Tımar Sistemi
Tımar sistemine göre devlete sağlanan bir hizmet karşılığında, kişilere yıllık geliri 3.000-20.000 akçe arasında olan bir toprağın verilmesidir. Türkçe’de dirlik ile eş anlamlı kullanılan tımar kelimesi sözlükte “bakım, ilgi” anlamına gelir.
Osmanlı’da Tımar
Devlet topraklarının önemli bir kısmı padişaha aittir. Bu toprakların işlenmesi için reayaya ihtiyaç vardır. Bunun için bu topraklar reaya kiralanır. Tımar sahibine, “sahibi tımar”, “sahibi arz” ve ya “sahibi raiyyet” denir. Devlet kiraya verdiği topraktan vergi aldığı gibi aynı zamanda bir orduda teşekkül etmektedir. Böylece devletin iki temel ihtiyacı vergi toplama ve asker besleme bu sistem ile çözülmektedir.

Osmanlı’da Uygulanış
Bu sistem ilk defa Osmanlı’da uygulanmadı Hititler de dahi benzer bir uygulama söz konusudur. Diğer taraftan Osmanlı bu sistemi Selçuklulardaki İkta ve Bizans’ta bulunan pronoia sistemlerinden örnek alarak hazırlamıştır. Osmanlı bu iki sistemi geliştirerek daha üstün model bir sistemi meydana getirmiştir.

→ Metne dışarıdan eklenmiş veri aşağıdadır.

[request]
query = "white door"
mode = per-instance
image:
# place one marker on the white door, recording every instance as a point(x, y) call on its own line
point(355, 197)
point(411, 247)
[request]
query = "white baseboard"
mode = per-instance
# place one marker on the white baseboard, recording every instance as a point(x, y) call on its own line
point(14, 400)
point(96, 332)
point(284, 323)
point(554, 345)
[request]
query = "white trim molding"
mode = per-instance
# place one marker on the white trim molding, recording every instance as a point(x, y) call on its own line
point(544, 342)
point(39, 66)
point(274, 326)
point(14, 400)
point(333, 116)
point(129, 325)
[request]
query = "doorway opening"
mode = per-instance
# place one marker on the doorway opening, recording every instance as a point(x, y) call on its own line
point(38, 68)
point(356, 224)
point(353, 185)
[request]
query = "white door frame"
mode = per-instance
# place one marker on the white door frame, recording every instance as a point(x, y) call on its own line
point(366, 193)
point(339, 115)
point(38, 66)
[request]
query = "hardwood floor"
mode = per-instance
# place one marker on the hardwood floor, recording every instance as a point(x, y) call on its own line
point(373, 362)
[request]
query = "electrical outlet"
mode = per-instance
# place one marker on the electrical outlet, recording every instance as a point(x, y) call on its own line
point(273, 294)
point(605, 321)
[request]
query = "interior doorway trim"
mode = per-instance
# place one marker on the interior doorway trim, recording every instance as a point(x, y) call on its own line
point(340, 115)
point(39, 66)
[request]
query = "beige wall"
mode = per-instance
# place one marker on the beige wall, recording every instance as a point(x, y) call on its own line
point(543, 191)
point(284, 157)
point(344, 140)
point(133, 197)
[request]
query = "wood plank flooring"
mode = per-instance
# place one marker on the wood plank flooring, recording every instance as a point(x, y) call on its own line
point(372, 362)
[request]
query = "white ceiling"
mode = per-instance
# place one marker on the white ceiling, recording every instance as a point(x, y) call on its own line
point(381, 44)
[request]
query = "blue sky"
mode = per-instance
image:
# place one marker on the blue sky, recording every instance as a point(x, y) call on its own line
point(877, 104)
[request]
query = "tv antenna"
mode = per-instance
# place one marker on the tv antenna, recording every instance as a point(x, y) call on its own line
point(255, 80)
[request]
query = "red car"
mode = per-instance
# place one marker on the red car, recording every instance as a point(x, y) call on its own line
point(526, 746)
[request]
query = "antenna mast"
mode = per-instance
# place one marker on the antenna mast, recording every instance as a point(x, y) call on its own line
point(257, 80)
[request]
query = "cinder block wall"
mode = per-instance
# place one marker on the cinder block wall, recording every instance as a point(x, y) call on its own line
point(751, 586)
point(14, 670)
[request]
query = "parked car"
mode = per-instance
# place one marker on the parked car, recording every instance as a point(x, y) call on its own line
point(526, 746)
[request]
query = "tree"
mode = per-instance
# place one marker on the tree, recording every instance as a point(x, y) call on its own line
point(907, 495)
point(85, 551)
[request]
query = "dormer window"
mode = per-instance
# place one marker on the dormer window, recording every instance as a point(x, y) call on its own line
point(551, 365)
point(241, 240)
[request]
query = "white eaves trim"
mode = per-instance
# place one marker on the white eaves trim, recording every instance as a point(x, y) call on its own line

Türkiye Selçuklu Devletinin yıkılmasından sonra kurulan Osmanlı Devletinde ikta usulünün daha gelişmiş bir şekli olan ve timar adı verilen sistemin uygulanmasına, Osman Gazinin fetihleriyle başlandı. Fethettiği araziyi timar olarak askerlerine dağıtan Osman Gazi, Karacahisar’ı da oğlu Orhan Gaziye verdi.
Tımar Çeşitleri
Tezkireli Tımar
Beylerbeyinin doğrudan doğruya vermeye yetkili olmadığı timarlar olup, İstanbul’dan verilirdi. Ayrı vilayetlerdeki timarların kılıç kısımları aynı büyüklükte olmadığından, tezkireli ve tezkiresiz timarların büyüklükleri beylerbeyliğine göre değişmekteydi. Mesela Rumeli, Budin, Bosna, Tameşvar beyliğinde geliri 6000 akçeden fazla olan timarlar tezkireliydi. Buna karşılık Kıbrıs Adasında ve Kocaeli, Biga sancaklarında 5000, Karaman, Zülkadriye ve Rum eyaletlerinde de 3000 akçenin üzerinde gelire sahip timarlar tezkireliydi.
Tezkiresiz Tımarlar
Beylerbeyinin doğrudan vermek yetkisine sahip olduğu timarlardı. Bunların kıymeti ekseriya düşüktü.
Osmanlı’da Kaldırılması
Sürekli devam eden harplerin ve Celali isyanları’nın meydana getirdiği tahrip ve masraflar, ülkede krize neden oldu ve sisteme darbe vurdu. Bundan sonra sistem 1839’da yayınlanan Tanzimat Fermanı ile tamamen ortadan kaldırıldı. Ancak taklitçilikle hareket eden tanzimatçılar, bu teşkilatın yerine yeni bir sistem koyamadılar.
Kaynakça
İnalcık, Halil, Türkiye Diyanet Vakfı İslam Ansiklopedisi, 2012, cilt 41.